How does the RAG pipeline work for answering audience questions?
The RAG (Retrieval-Augmented Generation) pipeline in ConferencePulse operates in two phases: ingestion and query. During ingestion, the app downloads markdown files from a GitHub repository, runs them through a processing pipeline that splits content into chunks, generates embeddings, and stores both embeddings and metadata in a Qdrant vector database managed by Microsoft.Extensions.VectorData. When an attendee submits a question, the pipeline first converts the question into an embedding vector using the same model. A similarity search in Qdrant retrieves the most relevant chunks from the knowledge base. These chunks are then injected into the prompt sent to the AI model via IChatClient. The model crafts an answer that cites the retrieved content, ensuring accuracy and reducing hallucinations. This approach also allows the knowledge base to be updated without retraining the model.
How does the app automate session preparation from a GitHub repo?
ConferencePulse automates the tedious task of manual content preparation. The presenter simply points the app to a GitHub repository URL. The ingestion pipeline, built with Microsoft.Extensions.DataIngestion, clones or fetches markdown files from the repo. It then cleans and splits the documents into manageable chunks, generates embeddings using an AI model, and stores them along with metadata (such as file path and headings) in the vector database. This process runs as a background job with status updates visible in the UI. Once complete, the app has a searchable knowledge base that grounds all subsequent AI features—poll generation, Q&A, and insights. The same pipeline can be re-run to update content, making it ideal for sessions that evolve iteratively.

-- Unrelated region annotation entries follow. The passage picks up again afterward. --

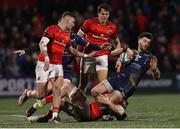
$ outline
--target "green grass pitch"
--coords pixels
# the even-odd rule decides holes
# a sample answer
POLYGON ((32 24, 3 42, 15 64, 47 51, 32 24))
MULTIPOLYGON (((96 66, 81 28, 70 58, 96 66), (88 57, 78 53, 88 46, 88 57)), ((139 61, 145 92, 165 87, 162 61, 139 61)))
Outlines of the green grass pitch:
MULTIPOLYGON (((125 121, 76 122, 62 112, 62 124, 31 123, 24 114, 33 101, 30 99, 23 107, 18 107, 17 98, 1 98, 0 128, 180 128, 180 94, 132 96, 125 121)), ((45 106, 36 114, 42 114, 48 108, 45 106)))

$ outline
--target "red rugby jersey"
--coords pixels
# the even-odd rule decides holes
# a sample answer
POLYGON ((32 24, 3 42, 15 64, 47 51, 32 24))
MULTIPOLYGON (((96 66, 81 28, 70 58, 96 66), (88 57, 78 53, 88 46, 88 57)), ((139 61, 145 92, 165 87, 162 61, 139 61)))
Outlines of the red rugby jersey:
MULTIPOLYGON (((100 24, 98 18, 84 21, 81 30, 85 33, 85 39, 92 44, 101 46, 107 44, 110 39, 117 38, 117 27, 114 23, 107 21, 105 25, 100 24)), ((108 54, 107 50, 100 50, 96 56, 108 54)))
MULTIPOLYGON (((62 30, 58 25, 51 25, 44 31, 45 37, 50 39, 47 52, 51 64, 62 64, 62 56, 66 46, 71 45, 70 33, 62 30)), ((44 55, 39 54, 39 61, 44 62, 44 55)))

How does Microsoft.Extensions.AI simplify provider integration?
Microsoft.Extensions.AI introduces a single IChatClient interface that abstracts away the differences between AI service providers. Instead of writing separate code for OpenAI, Azure OpenAI, or local models, developers call the same methods for sending prompts and receiving responses. ConferencePulse uses this abstraction to switch between cloud-based Azure OpenAI and local Ollama models without changing any business logic. The library also handles token management, retries, and error handling consistently. Additionally, it integrates with .NET's dependency injection, allowing developers to configure the AI client in Program.cs with a simple AddChatClient extension method. This composability means teams can prototype with free local models and later scale to production-grade services with minimal friction.
What is the role of .NET Aspire in deploying the app?
.NET Aspire serves as the orchestration layer for ConferencePulse, managing the runtime dependencies and cloud resources needed by the application. In the project structure, the ConferenceAssistant.AppHost project defines a distributed application model that includes Qdrant (vector database), PostgreSQL (relational store), Azure OpenAI (AI service), and the Blazor frontend. Aspire automatically configures connection strings, manages service discovery, and sets up health checks. Developers can run the entire stack locally using Docker containers, then deploy to Azure with minimal changes. The Aspire dashboard provides real-time metrics and logs for every component, making debugging and monitoring straightforward. This drastically reduces the complexity of running multiple inter-dependent services—an integral part of modern AI-powered applications like ConferencePulse.